You can check out the e-mail full text below the fold. I won’t even get into the ridiculousness of the ideology of “diversity” in this post, Save Jerseyans, other than to point out the obvious, something I’ve said many times before on this site: Rutgers’s priorities are screwed up. Hopelessly.

And speaking as both a New Jersey taxpayer and an alumnus of the school of law, I’m sick and tired of helping its leadership avoid tough decision-making, and engage in bizarre, expensive social experiments, through the enabling power of our tax dollars.


Members of the Rutgers Community:

As part of the restructuring of Rutgers University occasioned by the
integration of the former University of Medicine and Dentistry of New
Jersey (UMDNJ), we are creating a University-wide Diversity and
Inclusion Office, headed by Senior Vice President Barbara Lee. In
addition, this fall we are launching a University-wide faculty diversity
hiring initiative.

Diversity and inclusion are a key foundational element of the
University’s Strategic Plan. Although we have been extraordinarily
successful in attracting and retaining a diverse student body, the
University has been less successful in hiring and retaining diverse
faculty. An earlier program focused on increasing diverse faculty hires
had some success, but the program ended several years ago. This new
program will focus on creating a diverse recruitment pool, hiring
excellent faculty, and mentoring and retaining those faculty by
providing scholarly and career support, particularly for untenured faculty.

In our goal to enhance faculty diversity, we are defining diversity very
broadly. Diversity may include, but is not limited to, gender,
ethnicity, race, culture, national origin, or other personal or
professional characteristics that are either unrepresented or
underrepresented in the particular department or unit of intended hire.

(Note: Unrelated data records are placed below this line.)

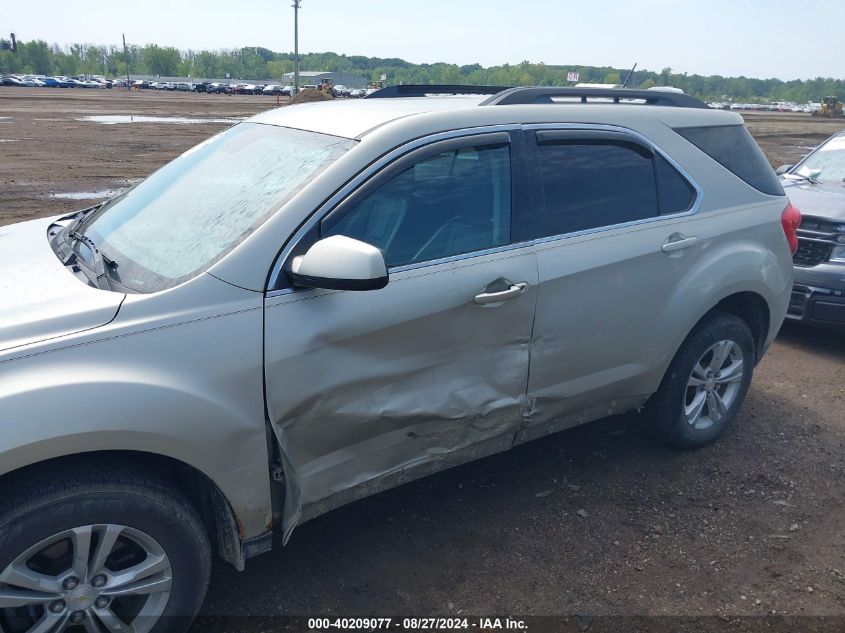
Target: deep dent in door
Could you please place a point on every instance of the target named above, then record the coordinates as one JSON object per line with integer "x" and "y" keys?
{"x": 449, "y": 404}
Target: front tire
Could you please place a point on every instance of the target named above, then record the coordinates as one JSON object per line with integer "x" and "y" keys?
{"x": 105, "y": 550}
{"x": 705, "y": 384}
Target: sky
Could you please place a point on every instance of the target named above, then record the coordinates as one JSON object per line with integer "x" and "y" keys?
{"x": 787, "y": 39}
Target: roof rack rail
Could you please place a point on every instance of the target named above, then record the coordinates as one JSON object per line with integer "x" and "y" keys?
{"x": 515, "y": 96}
{"x": 413, "y": 90}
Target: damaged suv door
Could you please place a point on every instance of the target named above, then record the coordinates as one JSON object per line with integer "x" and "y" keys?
{"x": 371, "y": 389}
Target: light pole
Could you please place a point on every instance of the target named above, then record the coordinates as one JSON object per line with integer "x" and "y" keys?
{"x": 295, "y": 6}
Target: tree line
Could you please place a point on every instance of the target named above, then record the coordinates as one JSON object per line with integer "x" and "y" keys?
{"x": 253, "y": 62}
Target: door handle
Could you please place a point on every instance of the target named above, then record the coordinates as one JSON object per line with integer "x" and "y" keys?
{"x": 505, "y": 295}
{"x": 678, "y": 244}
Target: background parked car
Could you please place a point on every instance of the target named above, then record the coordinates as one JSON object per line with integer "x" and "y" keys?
{"x": 815, "y": 185}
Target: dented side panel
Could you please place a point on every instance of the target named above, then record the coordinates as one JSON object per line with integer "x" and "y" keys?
{"x": 365, "y": 389}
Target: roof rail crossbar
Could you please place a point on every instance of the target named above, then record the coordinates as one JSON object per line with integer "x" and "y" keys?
{"x": 412, "y": 90}
{"x": 516, "y": 96}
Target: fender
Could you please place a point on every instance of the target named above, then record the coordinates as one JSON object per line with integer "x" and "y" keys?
{"x": 190, "y": 391}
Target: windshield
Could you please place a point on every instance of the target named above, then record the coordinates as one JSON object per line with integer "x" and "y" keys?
{"x": 194, "y": 210}
{"x": 826, "y": 164}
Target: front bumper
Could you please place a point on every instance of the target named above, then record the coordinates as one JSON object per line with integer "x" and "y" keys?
{"x": 818, "y": 295}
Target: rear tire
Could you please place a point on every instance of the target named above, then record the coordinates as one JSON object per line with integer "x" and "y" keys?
{"x": 100, "y": 544}
{"x": 706, "y": 383}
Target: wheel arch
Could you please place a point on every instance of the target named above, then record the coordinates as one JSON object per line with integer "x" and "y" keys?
{"x": 224, "y": 528}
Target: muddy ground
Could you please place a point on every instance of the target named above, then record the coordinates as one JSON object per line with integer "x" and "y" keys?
{"x": 753, "y": 525}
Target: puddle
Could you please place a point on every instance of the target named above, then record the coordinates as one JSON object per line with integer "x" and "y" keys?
{"x": 87, "y": 195}
{"x": 112, "y": 119}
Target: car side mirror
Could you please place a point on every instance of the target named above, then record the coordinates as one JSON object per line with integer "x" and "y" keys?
{"x": 340, "y": 263}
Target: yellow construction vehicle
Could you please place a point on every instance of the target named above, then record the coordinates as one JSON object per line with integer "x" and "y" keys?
{"x": 831, "y": 106}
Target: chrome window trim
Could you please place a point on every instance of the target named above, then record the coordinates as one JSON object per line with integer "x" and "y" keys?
{"x": 694, "y": 208}
{"x": 400, "y": 151}
{"x": 328, "y": 206}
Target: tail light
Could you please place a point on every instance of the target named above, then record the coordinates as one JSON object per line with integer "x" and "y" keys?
{"x": 790, "y": 219}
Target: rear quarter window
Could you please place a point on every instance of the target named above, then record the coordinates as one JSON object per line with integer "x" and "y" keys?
{"x": 733, "y": 147}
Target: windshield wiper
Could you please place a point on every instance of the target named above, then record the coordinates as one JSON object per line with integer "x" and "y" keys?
{"x": 103, "y": 266}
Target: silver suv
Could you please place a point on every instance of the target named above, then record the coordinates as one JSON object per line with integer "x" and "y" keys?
{"x": 332, "y": 299}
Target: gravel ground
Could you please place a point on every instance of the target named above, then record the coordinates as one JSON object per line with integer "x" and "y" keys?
{"x": 746, "y": 534}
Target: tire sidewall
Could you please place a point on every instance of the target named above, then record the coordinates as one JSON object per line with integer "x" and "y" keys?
{"x": 174, "y": 526}
{"x": 674, "y": 426}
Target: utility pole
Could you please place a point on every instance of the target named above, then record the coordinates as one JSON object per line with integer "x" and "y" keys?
{"x": 295, "y": 6}
{"x": 126, "y": 60}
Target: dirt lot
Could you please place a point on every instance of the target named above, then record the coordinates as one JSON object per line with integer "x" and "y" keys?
{"x": 751, "y": 526}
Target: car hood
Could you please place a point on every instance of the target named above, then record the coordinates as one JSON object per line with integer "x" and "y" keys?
{"x": 821, "y": 201}
{"x": 40, "y": 298}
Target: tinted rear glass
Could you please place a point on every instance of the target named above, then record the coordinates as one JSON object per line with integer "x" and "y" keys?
{"x": 676, "y": 194}
{"x": 734, "y": 148}
{"x": 592, "y": 186}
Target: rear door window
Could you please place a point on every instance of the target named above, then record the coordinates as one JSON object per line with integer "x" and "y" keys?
{"x": 590, "y": 183}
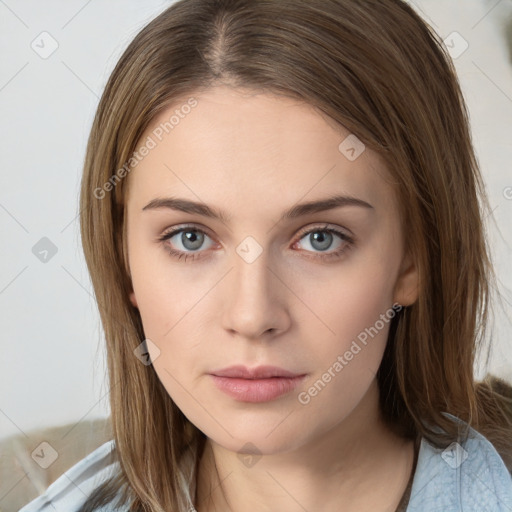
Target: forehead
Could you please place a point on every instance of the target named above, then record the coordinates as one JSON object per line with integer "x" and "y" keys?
{"x": 256, "y": 147}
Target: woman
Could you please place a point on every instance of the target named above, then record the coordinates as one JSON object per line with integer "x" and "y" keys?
{"x": 281, "y": 215}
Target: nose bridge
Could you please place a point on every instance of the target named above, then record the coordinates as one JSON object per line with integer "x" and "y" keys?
{"x": 254, "y": 303}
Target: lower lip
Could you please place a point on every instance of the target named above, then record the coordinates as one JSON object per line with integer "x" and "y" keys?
{"x": 256, "y": 390}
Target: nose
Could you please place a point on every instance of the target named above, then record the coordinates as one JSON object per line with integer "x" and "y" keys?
{"x": 255, "y": 304}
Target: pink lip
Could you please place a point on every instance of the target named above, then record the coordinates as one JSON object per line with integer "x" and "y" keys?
{"x": 260, "y": 384}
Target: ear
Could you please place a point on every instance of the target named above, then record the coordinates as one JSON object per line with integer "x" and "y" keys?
{"x": 133, "y": 300}
{"x": 407, "y": 285}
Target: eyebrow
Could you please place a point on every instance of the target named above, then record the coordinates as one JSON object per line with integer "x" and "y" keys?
{"x": 299, "y": 210}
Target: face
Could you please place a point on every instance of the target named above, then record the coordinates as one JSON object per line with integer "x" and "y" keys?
{"x": 310, "y": 292}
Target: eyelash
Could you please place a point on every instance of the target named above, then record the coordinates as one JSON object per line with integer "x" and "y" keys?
{"x": 195, "y": 255}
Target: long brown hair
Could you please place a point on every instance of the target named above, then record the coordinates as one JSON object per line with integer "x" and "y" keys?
{"x": 376, "y": 68}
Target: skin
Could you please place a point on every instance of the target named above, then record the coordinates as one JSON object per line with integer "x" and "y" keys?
{"x": 256, "y": 155}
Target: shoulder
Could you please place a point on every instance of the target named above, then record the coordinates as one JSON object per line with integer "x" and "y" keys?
{"x": 74, "y": 486}
{"x": 468, "y": 475}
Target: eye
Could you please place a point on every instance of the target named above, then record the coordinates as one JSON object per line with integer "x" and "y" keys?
{"x": 192, "y": 239}
{"x": 321, "y": 238}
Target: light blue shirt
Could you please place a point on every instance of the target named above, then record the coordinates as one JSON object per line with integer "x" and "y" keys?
{"x": 466, "y": 477}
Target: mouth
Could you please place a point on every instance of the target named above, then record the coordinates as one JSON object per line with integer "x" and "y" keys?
{"x": 261, "y": 384}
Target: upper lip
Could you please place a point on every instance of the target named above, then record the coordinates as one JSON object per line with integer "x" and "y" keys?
{"x": 260, "y": 372}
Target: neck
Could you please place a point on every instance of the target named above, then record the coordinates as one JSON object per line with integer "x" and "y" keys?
{"x": 359, "y": 463}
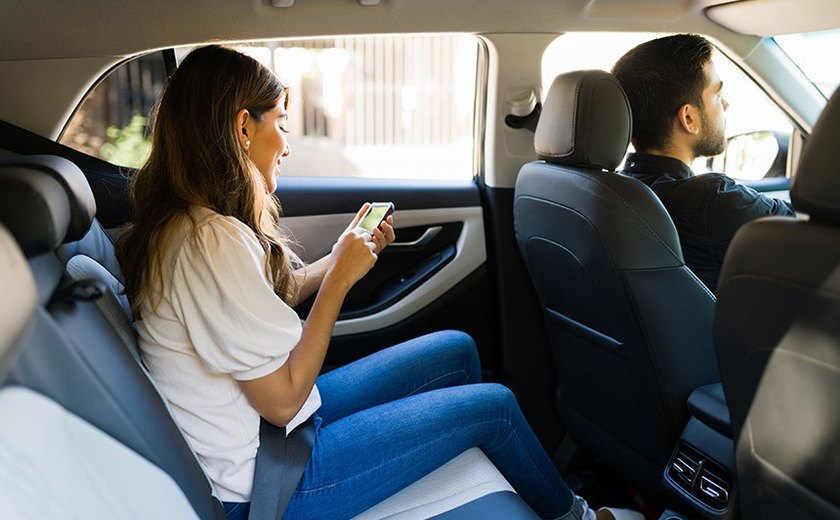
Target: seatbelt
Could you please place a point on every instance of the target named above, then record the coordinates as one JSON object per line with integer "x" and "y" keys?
{"x": 279, "y": 468}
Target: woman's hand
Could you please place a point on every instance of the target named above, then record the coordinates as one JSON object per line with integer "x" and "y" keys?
{"x": 384, "y": 236}
{"x": 352, "y": 257}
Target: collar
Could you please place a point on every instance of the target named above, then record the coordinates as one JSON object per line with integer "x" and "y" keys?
{"x": 643, "y": 163}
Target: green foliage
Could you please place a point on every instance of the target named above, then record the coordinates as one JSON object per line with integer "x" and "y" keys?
{"x": 128, "y": 146}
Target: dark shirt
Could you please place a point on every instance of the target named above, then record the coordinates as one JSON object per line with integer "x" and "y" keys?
{"x": 706, "y": 209}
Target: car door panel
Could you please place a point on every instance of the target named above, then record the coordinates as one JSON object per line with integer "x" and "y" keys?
{"x": 434, "y": 276}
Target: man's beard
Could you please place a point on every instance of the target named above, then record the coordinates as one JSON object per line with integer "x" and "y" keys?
{"x": 713, "y": 140}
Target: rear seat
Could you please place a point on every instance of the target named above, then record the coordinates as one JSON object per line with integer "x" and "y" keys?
{"x": 74, "y": 360}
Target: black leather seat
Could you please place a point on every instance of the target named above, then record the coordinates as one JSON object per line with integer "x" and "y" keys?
{"x": 79, "y": 366}
{"x": 777, "y": 329}
{"x": 630, "y": 325}
{"x": 74, "y": 356}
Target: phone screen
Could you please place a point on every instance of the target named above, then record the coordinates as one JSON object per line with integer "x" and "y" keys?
{"x": 374, "y": 217}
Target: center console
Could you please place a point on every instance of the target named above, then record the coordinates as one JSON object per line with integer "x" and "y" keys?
{"x": 700, "y": 473}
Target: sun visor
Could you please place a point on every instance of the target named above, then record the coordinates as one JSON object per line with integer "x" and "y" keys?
{"x": 774, "y": 17}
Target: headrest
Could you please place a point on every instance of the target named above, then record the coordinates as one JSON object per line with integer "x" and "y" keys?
{"x": 19, "y": 297}
{"x": 585, "y": 121}
{"x": 34, "y": 208}
{"x": 816, "y": 187}
{"x": 72, "y": 180}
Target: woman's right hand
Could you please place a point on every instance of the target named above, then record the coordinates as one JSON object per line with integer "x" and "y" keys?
{"x": 352, "y": 257}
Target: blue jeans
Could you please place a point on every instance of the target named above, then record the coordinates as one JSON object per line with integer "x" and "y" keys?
{"x": 391, "y": 418}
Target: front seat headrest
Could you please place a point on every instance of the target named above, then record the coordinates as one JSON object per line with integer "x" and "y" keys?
{"x": 586, "y": 121}
{"x": 34, "y": 208}
{"x": 816, "y": 187}
{"x": 17, "y": 306}
{"x": 72, "y": 180}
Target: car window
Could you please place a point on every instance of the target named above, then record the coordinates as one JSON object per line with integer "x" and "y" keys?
{"x": 817, "y": 54}
{"x": 111, "y": 121}
{"x": 371, "y": 106}
{"x": 756, "y": 129}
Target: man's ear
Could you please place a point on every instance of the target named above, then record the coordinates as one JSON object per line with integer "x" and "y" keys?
{"x": 244, "y": 128}
{"x": 688, "y": 118}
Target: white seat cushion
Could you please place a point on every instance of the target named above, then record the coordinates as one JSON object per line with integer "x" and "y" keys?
{"x": 56, "y": 465}
{"x": 465, "y": 478}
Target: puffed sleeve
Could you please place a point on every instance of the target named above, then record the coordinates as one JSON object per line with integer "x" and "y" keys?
{"x": 221, "y": 294}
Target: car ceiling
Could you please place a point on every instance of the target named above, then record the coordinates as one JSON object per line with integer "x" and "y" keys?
{"x": 51, "y": 50}
{"x": 59, "y": 29}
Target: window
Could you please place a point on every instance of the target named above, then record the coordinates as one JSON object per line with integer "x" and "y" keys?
{"x": 371, "y": 106}
{"x": 756, "y": 128}
{"x": 817, "y": 54}
{"x": 111, "y": 122}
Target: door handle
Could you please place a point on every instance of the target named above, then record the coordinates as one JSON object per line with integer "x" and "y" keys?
{"x": 424, "y": 239}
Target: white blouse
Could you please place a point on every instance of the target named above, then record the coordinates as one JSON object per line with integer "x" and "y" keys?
{"x": 218, "y": 322}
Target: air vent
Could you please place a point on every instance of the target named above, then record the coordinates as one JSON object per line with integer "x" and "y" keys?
{"x": 700, "y": 477}
{"x": 714, "y": 487}
{"x": 684, "y": 467}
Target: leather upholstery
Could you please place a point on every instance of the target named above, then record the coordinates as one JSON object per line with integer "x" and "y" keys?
{"x": 73, "y": 356}
{"x": 585, "y": 121}
{"x": 777, "y": 330}
{"x": 34, "y": 209}
{"x": 630, "y": 325}
{"x": 17, "y": 305}
{"x": 816, "y": 187}
{"x": 72, "y": 180}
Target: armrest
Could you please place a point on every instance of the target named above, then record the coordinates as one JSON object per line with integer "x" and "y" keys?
{"x": 708, "y": 404}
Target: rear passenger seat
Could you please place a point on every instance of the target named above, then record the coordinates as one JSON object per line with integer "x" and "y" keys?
{"x": 96, "y": 435}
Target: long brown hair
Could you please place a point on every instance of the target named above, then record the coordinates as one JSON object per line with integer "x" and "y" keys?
{"x": 196, "y": 160}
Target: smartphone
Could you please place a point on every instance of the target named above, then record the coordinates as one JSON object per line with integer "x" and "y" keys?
{"x": 376, "y": 213}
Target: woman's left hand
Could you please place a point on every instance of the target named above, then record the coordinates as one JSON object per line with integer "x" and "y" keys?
{"x": 384, "y": 234}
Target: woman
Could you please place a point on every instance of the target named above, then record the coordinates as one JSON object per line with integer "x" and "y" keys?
{"x": 212, "y": 284}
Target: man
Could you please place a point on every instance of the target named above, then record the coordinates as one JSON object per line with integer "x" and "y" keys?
{"x": 678, "y": 115}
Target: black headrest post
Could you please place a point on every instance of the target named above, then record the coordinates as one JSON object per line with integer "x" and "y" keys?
{"x": 17, "y": 306}
{"x": 585, "y": 121}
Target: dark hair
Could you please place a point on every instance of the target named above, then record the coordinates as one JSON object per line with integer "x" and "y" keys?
{"x": 196, "y": 160}
{"x": 659, "y": 77}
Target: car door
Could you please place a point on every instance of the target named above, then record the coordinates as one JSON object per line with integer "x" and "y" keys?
{"x": 384, "y": 118}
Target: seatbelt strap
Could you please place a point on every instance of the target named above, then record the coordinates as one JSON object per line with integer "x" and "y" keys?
{"x": 279, "y": 468}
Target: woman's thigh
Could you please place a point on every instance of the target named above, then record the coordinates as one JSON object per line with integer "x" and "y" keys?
{"x": 433, "y": 361}
{"x": 362, "y": 459}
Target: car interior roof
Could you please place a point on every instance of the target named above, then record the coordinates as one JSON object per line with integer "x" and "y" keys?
{"x": 71, "y": 30}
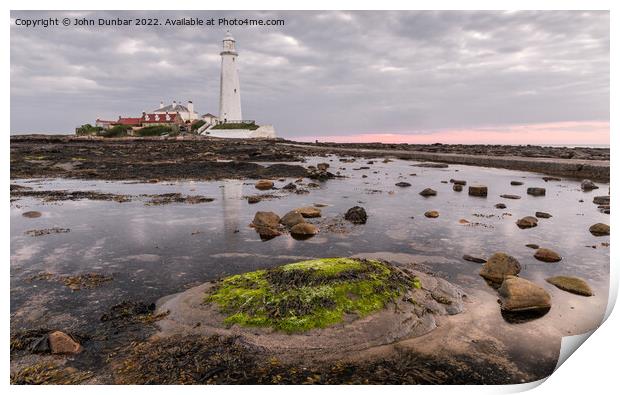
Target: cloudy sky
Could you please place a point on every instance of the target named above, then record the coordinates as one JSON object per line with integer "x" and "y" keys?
{"x": 450, "y": 76}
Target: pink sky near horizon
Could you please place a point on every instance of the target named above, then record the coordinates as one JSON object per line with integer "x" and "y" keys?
{"x": 578, "y": 133}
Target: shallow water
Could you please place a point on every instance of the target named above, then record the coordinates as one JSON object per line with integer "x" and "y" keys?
{"x": 153, "y": 251}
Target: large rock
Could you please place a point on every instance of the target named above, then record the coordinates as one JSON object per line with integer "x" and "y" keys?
{"x": 571, "y": 284}
{"x": 478, "y": 190}
{"x": 535, "y": 191}
{"x": 547, "y": 255}
{"x": 521, "y": 295}
{"x": 356, "y": 214}
{"x": 587, "y": 185}
{"x": 500, "y": 265}
{"x": 309, "y": 212}
{"x": 527, "y": 222}
{"x": 266, "y": 219}
{"x": 599, "y": 229}
{"x": 61, "y": 343}
{"x": 291, "y": 219}
{"x": 263, "y": 184}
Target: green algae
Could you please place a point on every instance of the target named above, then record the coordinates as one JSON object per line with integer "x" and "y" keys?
{"x": 309, "y": 294}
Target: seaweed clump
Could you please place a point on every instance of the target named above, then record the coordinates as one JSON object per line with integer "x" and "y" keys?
{"x": 309, "y": 294}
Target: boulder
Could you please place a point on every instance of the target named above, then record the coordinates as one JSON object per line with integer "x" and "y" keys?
{"x": 356, "y": 214}
{"x": 587, "y": 185}
{"x": 431, "y": 214}
{"x": 574, "y": 285}
{"x": 535, "y": 191}
{"x": 547, "y": 255}
{"x": 527, "y": 222}
{"x": 599, "y": 229}
{"x": 266, "y": 219}
{"x": 428, "y": 192}
{"x": 500, "y": 265}
{"x": 521, "y": 295}
{"x": 61, "y": 343}
{"x": 478, "y": 190}
{"x": 309, "y": 212}
{"x": 264, "y": 185}
{"x": 291, "y": 219}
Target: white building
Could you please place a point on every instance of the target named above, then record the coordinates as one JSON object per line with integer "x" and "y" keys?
{"x": 230, "y": 94}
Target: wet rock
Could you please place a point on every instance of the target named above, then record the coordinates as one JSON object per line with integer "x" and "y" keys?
{"x": 500, "y": 265}
{"x": 264, "y": 185}
{"x": 547, "y": 255}
{"x": 266, "y": 219}
{"x": 473, "y": 259}
{"x": 536, "y": 191}
{"x": 588, "y": 185}
{"x": 61, "y": 343}
{"x": 309, "y": 212}
{"x": 431, "y": 214}
{"x": 428, "y": 192}
{"x": 599, "y": 229}
{"x": 291, "y": 219}
{"x": 478, "y": 190}
{"x": 356, "y": 214}
{"x": 521, "y": 295}
{"x": 304, "y": 229}
{"x": 574, "y": 285}
{"x": 527, "y": 222}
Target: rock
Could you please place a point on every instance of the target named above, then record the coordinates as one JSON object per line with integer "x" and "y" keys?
{"x": 527, "y": 222}
{"x": 601, "y": 200}
{"x": 266, "y": 219}
{"x": 291, "y": 219}
{"x": 431, "y": 214}
{"x": 587, "y": 185}
{"x": 263, "y": 184}
{"x": 500, "y": 265}
{"x": 61, "y": 343}
{"x": 309, "y": 212}
{"x": 473, "y": 259}
{"x": 547, "y": 255}
{"x": 304, "y": 229}
{"x": 571, "y": 284}
{"x": 521, "y": 295}
{"x": 356, "y": 214}
{"x": 478, "y": 190}
{"x": 428, "y": 192}
{"x": 535, "y": 191}
{"x": 599, "y": 229}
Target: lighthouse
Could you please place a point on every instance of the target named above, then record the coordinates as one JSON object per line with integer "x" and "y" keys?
{"x": 230, "y": 95}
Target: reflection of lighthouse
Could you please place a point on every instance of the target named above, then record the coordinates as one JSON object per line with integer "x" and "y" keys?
{"x": 231, "y": 201}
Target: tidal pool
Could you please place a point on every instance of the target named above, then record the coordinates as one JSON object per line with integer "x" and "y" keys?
{"x": 153, "y": 251}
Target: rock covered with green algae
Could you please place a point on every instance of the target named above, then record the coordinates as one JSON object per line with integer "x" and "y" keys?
{"x": 313, "y": 306}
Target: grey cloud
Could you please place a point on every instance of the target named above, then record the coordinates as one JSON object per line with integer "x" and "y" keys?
{"x": 323, "y": 73}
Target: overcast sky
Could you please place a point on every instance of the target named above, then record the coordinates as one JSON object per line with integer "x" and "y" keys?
{"x": 413, "y": 75}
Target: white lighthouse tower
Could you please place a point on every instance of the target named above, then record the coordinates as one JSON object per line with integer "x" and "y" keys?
{"x": 230, "y": 95}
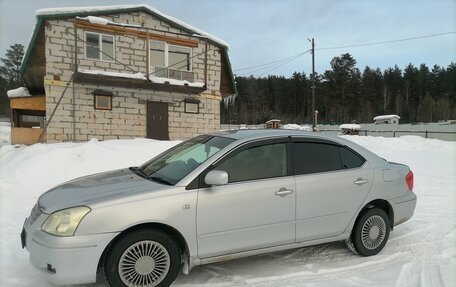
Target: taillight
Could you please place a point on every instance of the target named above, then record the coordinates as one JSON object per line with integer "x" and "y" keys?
{"x": 409, "y": 180}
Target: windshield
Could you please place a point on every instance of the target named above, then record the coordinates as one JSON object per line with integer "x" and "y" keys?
{"x": 173, "y": 165}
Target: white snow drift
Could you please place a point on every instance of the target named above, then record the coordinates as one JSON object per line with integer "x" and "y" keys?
{"x": 421, "y": 252}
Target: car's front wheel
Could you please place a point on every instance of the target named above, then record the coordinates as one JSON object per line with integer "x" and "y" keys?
{"x": 143, "y": 258}
{"x": 371, "y": 232}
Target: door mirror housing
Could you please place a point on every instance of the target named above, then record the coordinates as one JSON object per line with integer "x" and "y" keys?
{"x": 216, "y": 177}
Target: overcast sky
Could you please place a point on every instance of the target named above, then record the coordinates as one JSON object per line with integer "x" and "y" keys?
{"x": 264, "y": 31}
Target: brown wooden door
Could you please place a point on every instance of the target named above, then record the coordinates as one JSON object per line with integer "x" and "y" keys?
{"x": 157, "y": 120}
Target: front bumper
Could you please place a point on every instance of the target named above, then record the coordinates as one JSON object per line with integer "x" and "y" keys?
{"x": 65, "y": 260}
{"x": 404, "y": 207}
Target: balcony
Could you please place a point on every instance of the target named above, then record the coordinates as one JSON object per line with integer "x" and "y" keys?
{"x": 172, "y": 74}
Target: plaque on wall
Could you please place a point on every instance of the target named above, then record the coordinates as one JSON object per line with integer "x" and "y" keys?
{"x": 191, "y": 107}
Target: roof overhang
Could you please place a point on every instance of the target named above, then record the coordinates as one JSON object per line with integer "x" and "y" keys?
{"x": 92, "y": 79}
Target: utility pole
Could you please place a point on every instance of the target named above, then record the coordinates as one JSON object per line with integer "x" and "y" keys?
{"x": 313, "y": 87}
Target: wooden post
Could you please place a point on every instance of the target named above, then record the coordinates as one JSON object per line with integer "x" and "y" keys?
{"x": 75, "y": 70}
{"x": 147, "y": 54}
{"x": 205, "y": 63}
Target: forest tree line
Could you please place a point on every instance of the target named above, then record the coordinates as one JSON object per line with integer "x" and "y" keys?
{"x": 344, "y": 94}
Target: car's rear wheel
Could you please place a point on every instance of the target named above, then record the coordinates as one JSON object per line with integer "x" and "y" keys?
{"x": 371, "y": 232}
{"x": 143, "y": 258}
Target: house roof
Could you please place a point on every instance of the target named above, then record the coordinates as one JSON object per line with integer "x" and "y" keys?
{"x": 50, "y": 13}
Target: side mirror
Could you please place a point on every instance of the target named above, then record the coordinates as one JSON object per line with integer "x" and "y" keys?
{"x": 216, "y": 177}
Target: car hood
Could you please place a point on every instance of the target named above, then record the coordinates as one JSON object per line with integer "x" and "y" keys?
{"x": 96, "y": 188}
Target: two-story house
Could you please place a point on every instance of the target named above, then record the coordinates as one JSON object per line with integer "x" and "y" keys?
{"x": 119, "y": 72}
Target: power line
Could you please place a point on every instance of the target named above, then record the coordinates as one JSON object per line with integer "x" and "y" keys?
{"x": 271, "y": 63}
{"x": 283, "y": 64}
{"x": 275, "y": 65}
{"x": 386, "y": 42}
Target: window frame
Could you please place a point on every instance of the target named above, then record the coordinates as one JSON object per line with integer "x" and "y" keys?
{"x": 100, "y": 44}
{"x": 166, "y": 51}
{"x": 96, "y": 107}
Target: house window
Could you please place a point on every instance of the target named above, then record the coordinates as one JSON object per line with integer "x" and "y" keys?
{"x": 99, "y": 46}
{"x": 170, "y": 61}
{"x": 102, "y": 102}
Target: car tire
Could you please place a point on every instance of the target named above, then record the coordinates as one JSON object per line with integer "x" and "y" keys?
{"x": 143, "y": 258}
{"x": 371, "y": 232}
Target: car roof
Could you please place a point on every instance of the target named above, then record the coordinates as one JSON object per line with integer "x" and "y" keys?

This definition of diversity thus has “inclusion” as a critical and
literal component, in that the inclusion of a diversity of individuals,
groups, and points of view will be stressed in faculty recruitment and
retention, as opposed to the privileging of a particular group or groups
over others. In order to be supported, such diverse or inclusive hires
will have to demonstrably enhance the academic unit’s scholarly and
teaching excellence.

The initiative will focus on ensuring that academic units participating
in this program will develop an inclusive pool of qualified candidates
after developing a recruitment plan that is informed by data on the
demographic mix of the national or international labor market for that
discipline. The plan will also include a determination of whether any
demographic group is underrepresented within the existing unit faculty
in relation to its representation in the pool of qualified potential
candidates. Units proposing faculty hires will be required to post the
position description in outlets that are likely to be accessed by
diverse potential applicants, including national and international
higher education publications, disciplinary listservs, minority group
academic listservs, etc. Search committees will be required to reach
out to graduate programs, federal agencies (such as NIH), and/or
nonprofit organizations and foundations that collect names and contact
information for diverse candidates.

Should an academic unit select a faculty candidate who increases the
diversity of that unit, as broadly defined above, the unit will be
eligible to receive fifty percent of that individual’s salary for three
years, as well as additional funds to support mentoring and retention

Funds for this salary support will be available for diverse faculty
hiring at Rutgers University–Camden, Rutgers University–Newark, Rutgers
University–New Brunswick, and RBHS. Questions about the program may be
directed to SVP Lee at


Robert Barchi


10 thoughts on “Latest expensive, wacky Rutgers outrage certainly explains the financial turmoil

  1. Barchi is only there to bring a merger together as directed by the part time Governor that needed to keep Sir George Norcross happy. This is what you get with people who are absolute dumpster fires and have never led a major institution.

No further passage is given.